When the balloon stopped moving, I ran across the busy street, hoping to grab it. Don’t worry, I exercised plenty of caution. I understood it would not be a good look to be hit by a vehicle while rescuing a balloon. I thought about the online news articles reporting on a dim-witted nana who was run over by a car while trying to catch her grandson’s balloon. I imagined being trolled by online commentators, who would all come to the same consensus: “Yeah, that lady was stupid” and “Darwin’s theory in action.”
So, I waited for traffic to clear, then I ran across the street. In that moment I suffered a pang of vanity, and I wondered just how strange I looked while dashing madly through the crosswalk. But I assured myself that anyone who may have taken notice of me had surely seen stranger things than someone’s nana chasing a balloon. Then, I wondered if anyone was taking a video of me to post on TikTok, perhaps titling it “How Not to Cross the Street.”
The balloon had waited for me on the side street, and as I reached for it, I hoped the wind wouldn’t snatch it away again. But the wind had finished messing with me. I grabbed the yellow crown, and when it was safe, I strode back across the street, all while singing in my head, My superpower is chasing balloons.
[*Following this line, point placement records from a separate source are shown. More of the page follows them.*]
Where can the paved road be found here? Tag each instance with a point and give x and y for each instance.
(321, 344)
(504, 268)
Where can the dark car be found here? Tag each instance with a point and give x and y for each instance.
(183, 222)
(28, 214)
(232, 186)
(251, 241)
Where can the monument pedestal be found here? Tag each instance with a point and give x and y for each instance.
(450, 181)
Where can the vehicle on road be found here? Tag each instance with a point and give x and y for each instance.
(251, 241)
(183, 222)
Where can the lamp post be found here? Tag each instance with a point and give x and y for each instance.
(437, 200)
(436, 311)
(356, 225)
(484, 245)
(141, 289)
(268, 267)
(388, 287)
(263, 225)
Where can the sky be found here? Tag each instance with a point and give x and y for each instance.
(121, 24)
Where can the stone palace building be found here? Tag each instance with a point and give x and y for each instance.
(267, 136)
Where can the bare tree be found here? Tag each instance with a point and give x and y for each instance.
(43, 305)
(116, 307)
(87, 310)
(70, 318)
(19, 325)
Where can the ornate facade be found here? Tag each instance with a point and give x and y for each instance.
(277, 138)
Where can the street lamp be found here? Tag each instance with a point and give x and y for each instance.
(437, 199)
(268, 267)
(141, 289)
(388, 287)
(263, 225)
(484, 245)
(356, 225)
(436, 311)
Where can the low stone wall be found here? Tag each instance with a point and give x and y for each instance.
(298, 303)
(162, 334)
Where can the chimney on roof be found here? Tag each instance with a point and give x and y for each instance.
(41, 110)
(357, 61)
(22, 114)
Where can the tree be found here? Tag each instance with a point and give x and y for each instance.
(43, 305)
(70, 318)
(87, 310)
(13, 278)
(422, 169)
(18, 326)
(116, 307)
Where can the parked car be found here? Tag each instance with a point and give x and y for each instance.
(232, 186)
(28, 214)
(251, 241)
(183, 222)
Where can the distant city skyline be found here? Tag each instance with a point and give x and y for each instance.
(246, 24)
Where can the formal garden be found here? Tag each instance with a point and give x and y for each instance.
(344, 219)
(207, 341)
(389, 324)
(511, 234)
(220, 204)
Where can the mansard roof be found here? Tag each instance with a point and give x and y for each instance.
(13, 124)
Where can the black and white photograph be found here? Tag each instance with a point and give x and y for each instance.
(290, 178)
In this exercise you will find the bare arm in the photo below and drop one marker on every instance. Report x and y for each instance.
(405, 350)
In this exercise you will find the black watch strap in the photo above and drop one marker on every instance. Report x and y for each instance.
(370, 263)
I handed the balloon back to my grandson. I thought he’d smile or tell me I was amazing. But he just looked at me — like he was trying to figure something out. I didn’t ask him what he was thinking. But I was thinking.
We all got back into the van.
“Hey,” I asked my grandkids, “Nana didn’t look funny running across the street after a balloon, did she?”
From the third-row seat came the voice of clarity. It was my oldest grandkid who reassured me, “Actually, Nana, you looked really funny.”
We all laughed.
I was glad I hadn’t let the cost of the sodas, and latte, and baked goods upset me. Because in the end, the amount of money I spent on the one-time visit to the coffeehouse wasn’t going to impact my financial security. There are plenty of disasters in life that could possibly do that, and I try not to dwell on those either.
Instead we have a happy memory, which will remain long after the air seeps out of the balloons.